Der Facharzt für Psychotherapie Dr. Camara war ein bisschen verdutzt, da er nicht wusste wer am Apparat war und worum es ging. Die Stimme war die einer weiblichen Person, die er nicht zuordnen konnte.
Normalerweise war er nicht so früh in der Praxis und ging auch nicht ans Telefon, wenn er nicht direkt angerufen wurde. Seine direkte Nummer hatten nur wenige Leute, sonst kamen alle Anrufe nur über das Sekretariat. Aber heute war er sehr früh in der Praxis, weil er an der Uni einen Kurs leiten musste. Er hatte gedacht, dass es etwas Ernstes sein musste, wenn jemand so früh anrief, deswegen war er ans Telefon gegangen. Er erkannte alle seine Patienten und Klienten an ihrer Stimme. Aber diese Stimme kannte er nicht. Sie kam ihm nicht bekannt vor.
„Guten Tag noch einmal, wer sind Sie bitte, darf ich wissen, mit wem ich rede?“, fragte er ruhig und höflich.
„Wer ich bin? Das spielt keine Rolle. Ich habe Ihnen vor einer Woche eine Mail geschickt und Sie gebeten mir so schnell wie möglich einen telefonischen Termin zu geben, bevor noch Schlimmeres passiert“, sagte Johnny.

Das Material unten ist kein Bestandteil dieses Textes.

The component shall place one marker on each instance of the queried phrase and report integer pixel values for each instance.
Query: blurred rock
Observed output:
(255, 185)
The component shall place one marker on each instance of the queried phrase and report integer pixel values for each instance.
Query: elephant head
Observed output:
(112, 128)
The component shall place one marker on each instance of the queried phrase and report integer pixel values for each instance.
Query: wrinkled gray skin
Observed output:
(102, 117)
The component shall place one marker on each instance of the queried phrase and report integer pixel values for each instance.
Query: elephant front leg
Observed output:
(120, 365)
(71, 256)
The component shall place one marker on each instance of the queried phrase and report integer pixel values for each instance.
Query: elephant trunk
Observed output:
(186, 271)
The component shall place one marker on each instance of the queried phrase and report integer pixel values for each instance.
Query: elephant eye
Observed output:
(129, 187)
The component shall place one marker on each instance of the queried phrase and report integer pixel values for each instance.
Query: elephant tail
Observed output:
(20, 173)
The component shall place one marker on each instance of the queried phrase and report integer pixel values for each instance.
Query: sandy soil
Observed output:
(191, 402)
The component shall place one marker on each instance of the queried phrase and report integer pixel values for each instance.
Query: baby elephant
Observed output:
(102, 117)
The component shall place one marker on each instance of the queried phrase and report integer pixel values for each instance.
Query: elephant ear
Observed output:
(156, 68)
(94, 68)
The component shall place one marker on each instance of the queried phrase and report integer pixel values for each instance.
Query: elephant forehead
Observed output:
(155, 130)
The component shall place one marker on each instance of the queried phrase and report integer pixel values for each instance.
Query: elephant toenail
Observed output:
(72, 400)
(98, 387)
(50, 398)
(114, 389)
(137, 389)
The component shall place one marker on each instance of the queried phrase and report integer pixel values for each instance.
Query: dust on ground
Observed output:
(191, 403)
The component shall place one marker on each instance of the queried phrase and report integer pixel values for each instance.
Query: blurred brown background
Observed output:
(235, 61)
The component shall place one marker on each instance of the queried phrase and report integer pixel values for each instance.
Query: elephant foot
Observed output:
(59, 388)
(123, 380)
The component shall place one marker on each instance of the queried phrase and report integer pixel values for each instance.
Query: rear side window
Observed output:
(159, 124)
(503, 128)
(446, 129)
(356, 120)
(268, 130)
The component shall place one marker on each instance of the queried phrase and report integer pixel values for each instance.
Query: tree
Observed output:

„Ich verstehe Sie nicht. Wer sind Sie und was wollen Sie? Brauchen Sie Hilfe? Von welcher Mail sprechen Sie? Sagen Sie mir zumindest, wie Sie heißen, damit ich die Mail zuordnen kann. Ich bekomme sehr viele Mails und da ich mit Ihnen noch nie gesprochen habe, kann ich Ihre Stimme nicht zuordnen.“
Johnny blieb einige Sekunden stumm in der Leitung.
„Hallo, wenn Sie nicht sagen wollen, wer Sie sind und was Sie wollen, dann werde ich auflegen“, sagte Dr. Camara.
„Tun Sie das nicht. Wagen Sie nicht aufzulegen ohne zu hören, was ich Ihnen jetzt sagen werde. Sie haben schon genug Unheil mitverantwortet. Sind Ihnen die zwei Toten von vorgestern nicht genug? Haben Sie nicht davon gehört? Wie viele Tote wollen Sie noch sehen, bevor Sie das tun, was ich von Ihnen möchte? Hätten Sie auf meine Mail geantwortet, würden die zwei Menschen vielleicht noch leben. Sie tragen die Verantwortung dafür. Eine schwarze Studentin oder ein schwarzer Student wird heute in Frankfurt am Main, wo Sie praktizieren und lehren, die Kehle durchgeschnitten bekommen, falls Sie jetzt auflegen und nicht mit mir reden“, drohte Johnny M. Walker.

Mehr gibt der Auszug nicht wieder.